When mobile data first emerged, much-discussed revolutionary business models failed to materialize. Bit rates for packet data technologies such as GPRS and EV-DO were moderate by today’s standards. High network latency prevented delay sensitive services such as conversational voice and interactive gaming, and devices were basic.
From a BSS viewpoint, data was generally treated as a ‘new product’ by the billing department. Charging for prepaid data was often based on ‘hot billing’ (nearly real-time) with charging systems typically dimensioned and licensed on the number of transactions per second.
BSS dimensioning reflected voice’s statistical predictability and a simple definition of transactions based on decades of experience coded into network planners’ DNA. Occasionally discussions would drift into reviewing the definition of a transaction, but these pretty much lapsed once the coffee had run out.
Fast forward 10 years - bits are tearing through the network at speeds approaching 100 Mbps, user plane latency is heading towards 10ms and devices are simply doing it for themselves. As a result, the humble transaction has witnessed something of a make-over. While voice transactions could be caricatured as impeccably behaved and deeply respectful of any network kind enough to accept them, data transactions are borderline psychotic and more than happy to wage war on any network or system that tries to control them. What is it that makes these data transactions so complex?
Essentially, it’s about complexity and variety. Let’s start with statistics. Voice was predictable and well behaved - average call duration, call arrival rate, permitted blocking - now where did that Erlang calculator go? Data statistics however are hugely variable and dependent on the mix of radio access technology, smartphone penetration and application mix - a mix that changes rapidly in time and geography. Measurements from a Tier 1 3G network reveal approximately 60% of sessions below 1 MB with only 4 to 5% of sessions accounting for nearly 50% of the total traffic.
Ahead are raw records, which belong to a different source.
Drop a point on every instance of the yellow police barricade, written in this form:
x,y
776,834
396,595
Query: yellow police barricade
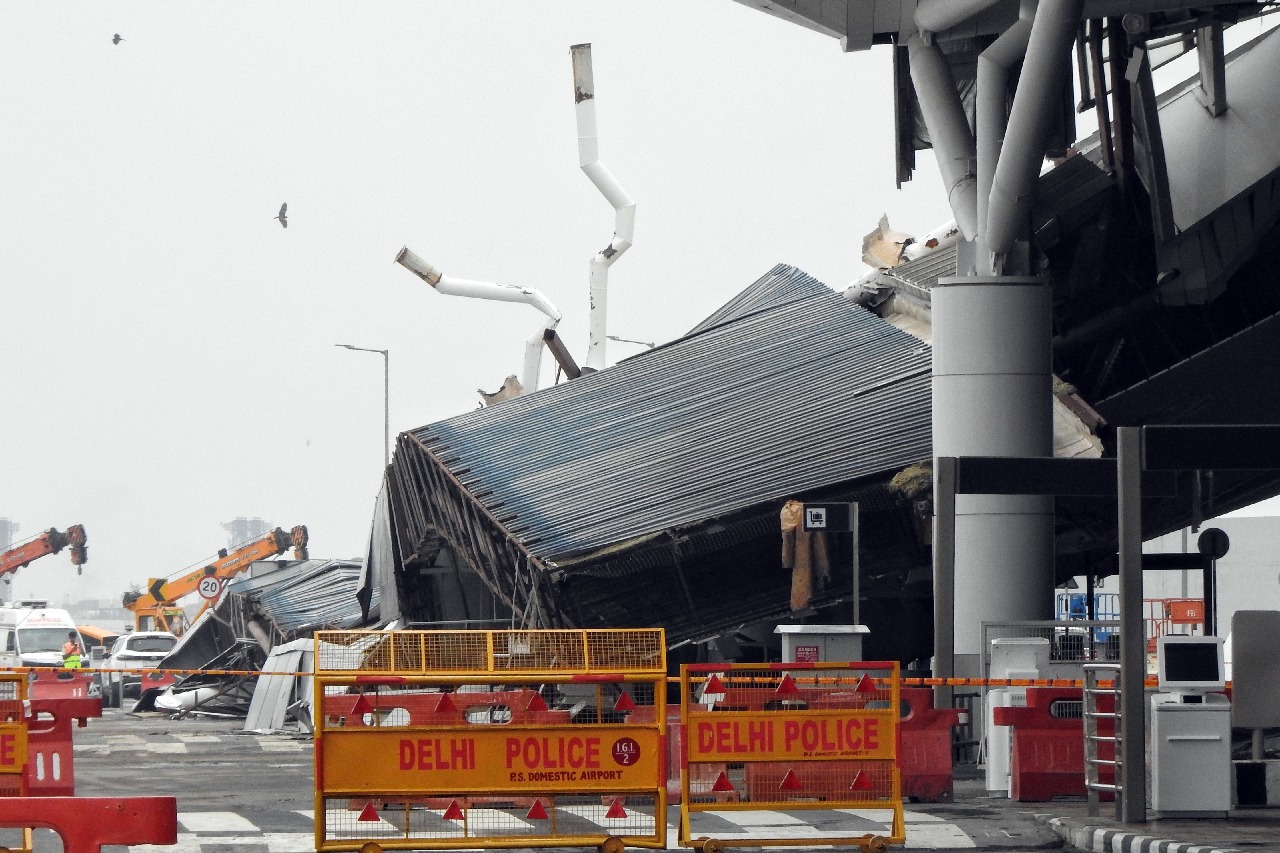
x,y
782,740
465,739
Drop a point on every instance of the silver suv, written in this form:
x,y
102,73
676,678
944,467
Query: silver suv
x,y
136,651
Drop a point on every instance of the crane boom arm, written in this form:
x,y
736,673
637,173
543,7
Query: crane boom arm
x,y
161,592
49,542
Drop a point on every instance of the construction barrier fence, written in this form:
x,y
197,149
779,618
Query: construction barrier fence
x,y
792,738
13,735
464,739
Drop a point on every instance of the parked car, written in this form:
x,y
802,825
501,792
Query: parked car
x,y
135,651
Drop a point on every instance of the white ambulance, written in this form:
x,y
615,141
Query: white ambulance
x,y
32,633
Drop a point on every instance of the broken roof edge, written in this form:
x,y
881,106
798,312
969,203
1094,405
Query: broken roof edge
x,y
782,284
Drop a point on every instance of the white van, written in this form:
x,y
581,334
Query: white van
x,y
32,634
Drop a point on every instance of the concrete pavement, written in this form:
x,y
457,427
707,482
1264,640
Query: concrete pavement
x,y
256,792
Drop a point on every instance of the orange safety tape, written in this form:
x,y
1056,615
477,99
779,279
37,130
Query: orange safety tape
x,y
996,683
146,671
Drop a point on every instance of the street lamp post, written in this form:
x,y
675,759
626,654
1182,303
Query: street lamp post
x,y
387,397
Session distribution over time is increasingly dependent on autonomous application behavior (synchronization, advert downloads etc.) so statistics are increasingly random.
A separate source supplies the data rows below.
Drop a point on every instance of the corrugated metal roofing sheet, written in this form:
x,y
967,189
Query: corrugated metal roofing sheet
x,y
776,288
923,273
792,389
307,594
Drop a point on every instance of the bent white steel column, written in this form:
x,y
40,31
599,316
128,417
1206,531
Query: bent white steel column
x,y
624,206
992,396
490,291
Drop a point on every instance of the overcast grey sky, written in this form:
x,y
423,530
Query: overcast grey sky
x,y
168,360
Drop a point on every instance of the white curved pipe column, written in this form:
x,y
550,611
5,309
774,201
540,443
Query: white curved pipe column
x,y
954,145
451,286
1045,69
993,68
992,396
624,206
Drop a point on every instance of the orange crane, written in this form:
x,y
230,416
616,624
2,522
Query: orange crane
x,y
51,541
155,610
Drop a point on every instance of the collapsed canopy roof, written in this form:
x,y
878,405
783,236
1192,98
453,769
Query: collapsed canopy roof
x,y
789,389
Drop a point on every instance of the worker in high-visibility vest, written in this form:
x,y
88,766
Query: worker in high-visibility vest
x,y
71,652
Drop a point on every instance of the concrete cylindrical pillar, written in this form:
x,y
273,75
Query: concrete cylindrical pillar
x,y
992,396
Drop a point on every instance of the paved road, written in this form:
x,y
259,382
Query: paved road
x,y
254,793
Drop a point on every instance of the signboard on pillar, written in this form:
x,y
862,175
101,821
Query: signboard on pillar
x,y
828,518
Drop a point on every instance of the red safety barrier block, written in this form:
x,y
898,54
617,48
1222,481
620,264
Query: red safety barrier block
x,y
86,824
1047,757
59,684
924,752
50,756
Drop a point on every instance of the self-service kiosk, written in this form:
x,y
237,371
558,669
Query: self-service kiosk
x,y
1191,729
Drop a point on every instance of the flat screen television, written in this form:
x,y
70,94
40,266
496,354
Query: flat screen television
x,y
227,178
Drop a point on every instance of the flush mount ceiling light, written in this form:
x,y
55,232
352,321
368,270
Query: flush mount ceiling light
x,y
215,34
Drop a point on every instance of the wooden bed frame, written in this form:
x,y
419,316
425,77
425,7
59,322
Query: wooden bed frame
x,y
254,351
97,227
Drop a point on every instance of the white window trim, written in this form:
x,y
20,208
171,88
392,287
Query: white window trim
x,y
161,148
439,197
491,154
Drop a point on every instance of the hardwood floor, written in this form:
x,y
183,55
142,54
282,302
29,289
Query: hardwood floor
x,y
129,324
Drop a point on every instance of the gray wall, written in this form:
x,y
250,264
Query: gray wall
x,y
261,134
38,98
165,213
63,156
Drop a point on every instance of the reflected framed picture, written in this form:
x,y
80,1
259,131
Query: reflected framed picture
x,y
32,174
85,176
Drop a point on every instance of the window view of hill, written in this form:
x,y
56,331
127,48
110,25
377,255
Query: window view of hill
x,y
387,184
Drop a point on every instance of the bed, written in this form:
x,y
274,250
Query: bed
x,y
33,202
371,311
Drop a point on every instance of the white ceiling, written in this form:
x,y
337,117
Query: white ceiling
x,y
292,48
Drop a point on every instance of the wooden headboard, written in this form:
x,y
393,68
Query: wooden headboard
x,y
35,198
Examples of such behaviors were nicely illustrated by the Sydney Morning Herald, late in 2012. They pointed to a free Sudoku app that drove requests for 10,000 ad images an hour for 36 hours. This resulted in 700 megabytes of data being consumed. On the weighty side, the Stagefright app downloaded 6.8 gigabytes of data over 52 hours, requested by just one customer. And this can be considered ‘normal’ behaviour. When an application server fails, the storm of transactions from the client apps trying to re-connect can push the needle off the scale.
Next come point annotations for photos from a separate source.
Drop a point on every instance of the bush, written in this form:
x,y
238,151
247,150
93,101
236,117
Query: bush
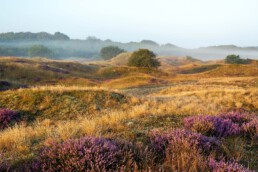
x,y
235,59
178,140
182,150
40,51
143,58
86,154
7,118
212,126
220,166
109,52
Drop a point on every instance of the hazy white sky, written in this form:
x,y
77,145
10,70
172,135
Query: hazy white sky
x,y
186,23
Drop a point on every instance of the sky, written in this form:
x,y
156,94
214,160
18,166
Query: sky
x,y
186,23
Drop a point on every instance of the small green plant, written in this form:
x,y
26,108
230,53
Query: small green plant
x,y
143,58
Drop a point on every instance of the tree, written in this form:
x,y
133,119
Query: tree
x,y
143,58
40,51
235,59
109,52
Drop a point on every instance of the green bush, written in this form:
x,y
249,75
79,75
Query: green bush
x,y
109,52
235,59
40,51
143,58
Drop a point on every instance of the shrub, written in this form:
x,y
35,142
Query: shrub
x,y
4,166
212,125
221,166
251,128
86,154
7,118
40,51
235,59
109,52
143,58
180,139
237,117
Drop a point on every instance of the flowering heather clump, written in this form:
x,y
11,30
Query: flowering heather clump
x,y
181,139
3,164
251,128
86,154
7,117
222,166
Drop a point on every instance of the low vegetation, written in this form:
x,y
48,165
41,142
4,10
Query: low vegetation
x,y
143,58
72,119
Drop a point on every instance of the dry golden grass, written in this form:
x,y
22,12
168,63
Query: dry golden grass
x,y
180,95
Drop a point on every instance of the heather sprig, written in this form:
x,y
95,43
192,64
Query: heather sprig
x,y
181,138
221,166
7,118
86,154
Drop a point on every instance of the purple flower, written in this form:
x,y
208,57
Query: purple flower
x,y
86,154
222,166
181,138
7,117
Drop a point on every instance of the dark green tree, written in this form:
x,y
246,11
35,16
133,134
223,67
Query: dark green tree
x,y
109,52
235,59
143,58
40,51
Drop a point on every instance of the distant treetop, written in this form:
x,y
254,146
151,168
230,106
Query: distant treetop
x,y
235,59
11,36
150,42
109,52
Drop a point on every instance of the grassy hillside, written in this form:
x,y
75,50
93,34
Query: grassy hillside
x,y
59,103
64,100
Concurrency also drives data transaction complexity. A customer might check the weather, surf the internet and make a VoLTE call at the same time as their laptop is tethered to their handset for corporate VPN access. Perhaps the VoLTE call is being charged to a shared balance; maybe a family balance with a few members, or perhaps an enterprise balance with several thousand members. The associated load on real-time policy and charging systems can be huge and complex. And it doesn’t stop there…
Real-time ‘self-care’ interactions are an increasingly important feature of many services, for example notifications, balance queries and ad-hoc offers. Just because these transactions don’t enter through the network ‘front door,’ their load on any real-time system is no less significant.
In short, Data is Different. When you deploy that real-time voice BSS with 10kTPS stated capacity, you can expect 10kTPS. But when that same system is faced with data transactions, the effective rate can be reduced by as much as 90% due to the factors above. Beware - not all transactions are created equal!
Mobile data creates new and valuable opportunities for Communication Service Providers. But the associated network and charging transactions yield fundamentally new and complex challenges for real-time BSS systems, challenges that cannot be efficiently addressed simply by optimizing or scaling technology rooted in a much simpler voice world.